ANLY 512 - Problem Set 5

Objectives

The objective of this assingment is to conduct an exploratory data analysis of a data set that you are not familiar with. In this weeks lecture we discussed a number of visualiation approaches to exploring a data set, this assignment will apply those tools and techniques. An important distinction between class examples and applied data science work is that interative and repetitive nature of exploring a data set. It takes time and understand what is is the data and what is interesting in the data.

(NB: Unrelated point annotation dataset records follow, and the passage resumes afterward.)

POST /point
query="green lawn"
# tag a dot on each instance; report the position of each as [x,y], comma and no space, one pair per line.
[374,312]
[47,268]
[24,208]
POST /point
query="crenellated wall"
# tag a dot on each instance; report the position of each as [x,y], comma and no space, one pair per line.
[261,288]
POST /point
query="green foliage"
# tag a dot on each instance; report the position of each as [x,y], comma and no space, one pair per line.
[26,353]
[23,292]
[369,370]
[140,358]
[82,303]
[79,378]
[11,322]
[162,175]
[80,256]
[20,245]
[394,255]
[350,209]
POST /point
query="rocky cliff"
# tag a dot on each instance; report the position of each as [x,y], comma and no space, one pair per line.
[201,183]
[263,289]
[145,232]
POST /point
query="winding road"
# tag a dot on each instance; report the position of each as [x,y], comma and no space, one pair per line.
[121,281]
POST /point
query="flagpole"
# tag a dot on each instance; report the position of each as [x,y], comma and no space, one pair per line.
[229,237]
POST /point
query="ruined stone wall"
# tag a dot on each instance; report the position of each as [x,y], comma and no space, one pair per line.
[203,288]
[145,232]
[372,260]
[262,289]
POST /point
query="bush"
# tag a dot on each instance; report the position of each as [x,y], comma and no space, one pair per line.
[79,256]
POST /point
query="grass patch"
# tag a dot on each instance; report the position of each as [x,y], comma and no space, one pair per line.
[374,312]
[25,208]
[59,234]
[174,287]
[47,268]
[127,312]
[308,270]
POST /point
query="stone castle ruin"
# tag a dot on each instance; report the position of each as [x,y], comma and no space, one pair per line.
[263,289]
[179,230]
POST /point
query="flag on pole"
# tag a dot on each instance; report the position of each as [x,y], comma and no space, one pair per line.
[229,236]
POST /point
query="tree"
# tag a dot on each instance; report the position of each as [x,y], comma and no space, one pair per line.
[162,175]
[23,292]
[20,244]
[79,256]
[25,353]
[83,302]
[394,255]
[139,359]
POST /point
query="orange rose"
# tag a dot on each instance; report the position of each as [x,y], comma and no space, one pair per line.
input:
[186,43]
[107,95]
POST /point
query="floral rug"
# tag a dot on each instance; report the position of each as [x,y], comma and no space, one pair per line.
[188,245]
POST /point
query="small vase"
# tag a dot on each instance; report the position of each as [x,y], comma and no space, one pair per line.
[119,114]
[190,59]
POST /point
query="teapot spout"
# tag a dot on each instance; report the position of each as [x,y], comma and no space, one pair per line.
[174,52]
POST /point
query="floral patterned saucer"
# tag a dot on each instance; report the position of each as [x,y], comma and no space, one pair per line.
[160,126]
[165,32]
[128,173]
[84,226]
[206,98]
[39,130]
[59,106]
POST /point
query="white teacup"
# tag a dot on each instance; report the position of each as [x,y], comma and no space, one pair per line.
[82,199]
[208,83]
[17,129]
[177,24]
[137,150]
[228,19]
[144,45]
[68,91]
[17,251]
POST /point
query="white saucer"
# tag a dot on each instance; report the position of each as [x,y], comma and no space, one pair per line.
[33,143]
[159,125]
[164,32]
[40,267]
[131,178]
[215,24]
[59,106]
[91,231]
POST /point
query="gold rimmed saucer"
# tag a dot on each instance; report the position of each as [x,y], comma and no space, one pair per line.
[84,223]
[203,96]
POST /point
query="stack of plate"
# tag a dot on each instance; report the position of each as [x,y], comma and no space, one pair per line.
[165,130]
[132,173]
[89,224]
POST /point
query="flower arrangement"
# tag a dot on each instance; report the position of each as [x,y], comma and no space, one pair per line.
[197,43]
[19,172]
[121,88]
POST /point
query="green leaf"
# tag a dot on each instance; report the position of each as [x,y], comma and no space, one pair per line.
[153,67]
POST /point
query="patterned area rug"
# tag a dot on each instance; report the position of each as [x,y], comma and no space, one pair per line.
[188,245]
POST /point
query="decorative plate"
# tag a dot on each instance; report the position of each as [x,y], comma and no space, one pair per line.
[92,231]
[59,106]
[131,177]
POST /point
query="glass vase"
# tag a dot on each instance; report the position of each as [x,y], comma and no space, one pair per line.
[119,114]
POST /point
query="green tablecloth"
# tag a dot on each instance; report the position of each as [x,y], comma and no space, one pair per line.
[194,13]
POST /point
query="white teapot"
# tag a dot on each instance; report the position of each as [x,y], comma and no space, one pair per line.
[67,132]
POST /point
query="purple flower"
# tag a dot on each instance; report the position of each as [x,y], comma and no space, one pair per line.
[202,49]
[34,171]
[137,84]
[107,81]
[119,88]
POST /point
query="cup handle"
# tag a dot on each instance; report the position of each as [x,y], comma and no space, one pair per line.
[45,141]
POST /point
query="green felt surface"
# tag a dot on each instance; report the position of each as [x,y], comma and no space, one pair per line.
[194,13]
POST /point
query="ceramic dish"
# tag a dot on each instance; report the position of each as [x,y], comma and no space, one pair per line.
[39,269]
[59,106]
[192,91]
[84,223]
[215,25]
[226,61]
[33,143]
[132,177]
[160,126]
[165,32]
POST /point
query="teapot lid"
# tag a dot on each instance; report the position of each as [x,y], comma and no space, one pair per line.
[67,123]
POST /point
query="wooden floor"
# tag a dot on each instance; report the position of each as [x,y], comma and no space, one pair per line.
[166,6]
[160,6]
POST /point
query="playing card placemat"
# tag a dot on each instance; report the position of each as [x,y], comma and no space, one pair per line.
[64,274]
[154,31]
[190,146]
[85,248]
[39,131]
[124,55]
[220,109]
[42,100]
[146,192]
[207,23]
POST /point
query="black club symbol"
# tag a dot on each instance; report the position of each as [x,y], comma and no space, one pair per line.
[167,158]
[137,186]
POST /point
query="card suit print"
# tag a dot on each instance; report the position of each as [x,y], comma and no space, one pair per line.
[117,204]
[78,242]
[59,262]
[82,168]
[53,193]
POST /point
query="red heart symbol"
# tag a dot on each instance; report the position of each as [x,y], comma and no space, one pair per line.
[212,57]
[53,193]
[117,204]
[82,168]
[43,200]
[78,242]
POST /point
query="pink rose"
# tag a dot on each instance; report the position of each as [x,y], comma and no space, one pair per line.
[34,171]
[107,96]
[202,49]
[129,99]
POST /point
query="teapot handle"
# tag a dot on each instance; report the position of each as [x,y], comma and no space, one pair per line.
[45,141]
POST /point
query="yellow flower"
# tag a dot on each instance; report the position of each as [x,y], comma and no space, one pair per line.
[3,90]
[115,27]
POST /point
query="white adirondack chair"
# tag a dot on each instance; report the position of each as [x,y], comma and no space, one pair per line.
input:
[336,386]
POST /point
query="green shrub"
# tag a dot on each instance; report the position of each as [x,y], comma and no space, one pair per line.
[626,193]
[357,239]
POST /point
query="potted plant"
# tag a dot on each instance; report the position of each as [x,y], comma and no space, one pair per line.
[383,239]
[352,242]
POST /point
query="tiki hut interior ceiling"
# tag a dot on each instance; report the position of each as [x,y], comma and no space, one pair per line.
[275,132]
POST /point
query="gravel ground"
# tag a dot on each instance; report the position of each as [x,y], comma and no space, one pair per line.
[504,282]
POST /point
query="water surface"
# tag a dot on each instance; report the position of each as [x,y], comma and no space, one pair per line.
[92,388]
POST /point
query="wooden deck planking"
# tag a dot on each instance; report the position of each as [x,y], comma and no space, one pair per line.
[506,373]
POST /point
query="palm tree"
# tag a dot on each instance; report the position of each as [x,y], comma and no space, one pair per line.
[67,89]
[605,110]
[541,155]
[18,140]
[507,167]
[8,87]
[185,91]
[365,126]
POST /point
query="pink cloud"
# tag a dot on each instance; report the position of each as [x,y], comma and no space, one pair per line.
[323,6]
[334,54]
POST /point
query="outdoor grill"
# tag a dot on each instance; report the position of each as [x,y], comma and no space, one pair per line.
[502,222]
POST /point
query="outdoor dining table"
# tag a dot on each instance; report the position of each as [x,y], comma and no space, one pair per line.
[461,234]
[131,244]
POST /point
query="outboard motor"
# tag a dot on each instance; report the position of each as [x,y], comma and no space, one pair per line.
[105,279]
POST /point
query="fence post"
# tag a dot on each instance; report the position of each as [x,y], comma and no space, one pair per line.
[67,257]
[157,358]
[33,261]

For this week we will be exploring data from the NYC Data Transparnecy Initiative. They maintain a database of complaints that fall within the Civilian Complain Review Board (CCRB), an independent municiple agency. Your objective is to identify interesting patterns and trends within the data that may be indicative of large scale trends.

This link will allow you to download the data set in .xlsx format. The data file has two tabs: one with metadata, and the “Complaints_Allegations” tab with the actual data.

Deliverable and Grades

For this assignment you should submit and a rpubs link to a knitr rendered html document that shows your exploratory data analysis. Organize your analysis using meaningful section headings:

Your final document should include at minimum 10 visualization. Each should include a brief statement of what they show.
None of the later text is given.